Er legte sein Ohr gegen die Türfüllung. Nein, zu hören war nichts, aber das hatte nicht viel zu besagen. Parker drückte die Klinke herunter, rechnete im Grunde damit, daß die Tür verschlossen war. Überrascht hob er die linke Augenbraue, als die Tür sofort nachgab und aufschwang.
Parker ließ seinen Arm durch den Türspalt schlüpfen und suchte nach dem Lichtschalter. Im gleichen Moment wurde seine Hand von einer fremden erfaßt. Bevor Parker eine Abwehrbewegung machen konnte, befand sich sein Arm in einer Hebeldrehung, gegen die er nichts einzusetzen hatte.
Unwiderstehlich fiel er gegen die Tür, die noch weiter aufschwang. Parker erkannte gerade noch die Umrisse einer Gestalt, erhielt einen harten Schlag gegen den Hals und verlor augenblicklich das Bewußtsein.
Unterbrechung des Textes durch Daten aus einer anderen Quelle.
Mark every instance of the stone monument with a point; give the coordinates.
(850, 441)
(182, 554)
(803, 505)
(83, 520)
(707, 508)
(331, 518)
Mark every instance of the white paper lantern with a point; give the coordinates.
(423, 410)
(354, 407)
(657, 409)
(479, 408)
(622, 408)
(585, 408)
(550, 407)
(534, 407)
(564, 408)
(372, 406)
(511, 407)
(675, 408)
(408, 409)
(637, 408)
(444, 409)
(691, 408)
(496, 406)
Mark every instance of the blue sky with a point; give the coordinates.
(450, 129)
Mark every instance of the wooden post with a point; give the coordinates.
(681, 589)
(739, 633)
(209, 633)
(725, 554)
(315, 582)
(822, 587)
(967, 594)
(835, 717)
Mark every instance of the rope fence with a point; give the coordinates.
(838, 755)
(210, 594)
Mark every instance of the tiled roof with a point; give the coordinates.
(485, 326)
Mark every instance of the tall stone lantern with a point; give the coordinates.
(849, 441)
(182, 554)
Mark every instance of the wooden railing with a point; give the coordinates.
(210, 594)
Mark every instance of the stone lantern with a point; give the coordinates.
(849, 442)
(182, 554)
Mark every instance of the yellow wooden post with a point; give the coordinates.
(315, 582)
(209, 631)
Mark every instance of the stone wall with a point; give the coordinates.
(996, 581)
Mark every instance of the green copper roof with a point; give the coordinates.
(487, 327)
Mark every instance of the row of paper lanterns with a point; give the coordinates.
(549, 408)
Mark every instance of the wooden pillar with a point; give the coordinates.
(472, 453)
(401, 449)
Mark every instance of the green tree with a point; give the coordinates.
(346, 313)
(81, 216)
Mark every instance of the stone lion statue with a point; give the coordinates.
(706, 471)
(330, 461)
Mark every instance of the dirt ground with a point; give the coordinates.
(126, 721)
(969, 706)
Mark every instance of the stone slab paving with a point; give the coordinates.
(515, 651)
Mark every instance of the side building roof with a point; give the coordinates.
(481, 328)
Er sah leider nicht mehr den Mann, der vorsichtig über ihn hinwegtrat, einen Moment zögerte und dann schnell auf dem Gang verschwand.
Parkers Natur ließ sich allerdings nicht so leicht unterkriegen. Schon nach wenigen Minuten kam er wieder zu sich und fand sich sofort wieder zurecht. Er. massierte sich seinen mißhandelten Hals, stand auf und machte sich Vorwürfe. Er hatte diese Verfolgung etwas zu sehr auf die leichte Schulter genommen.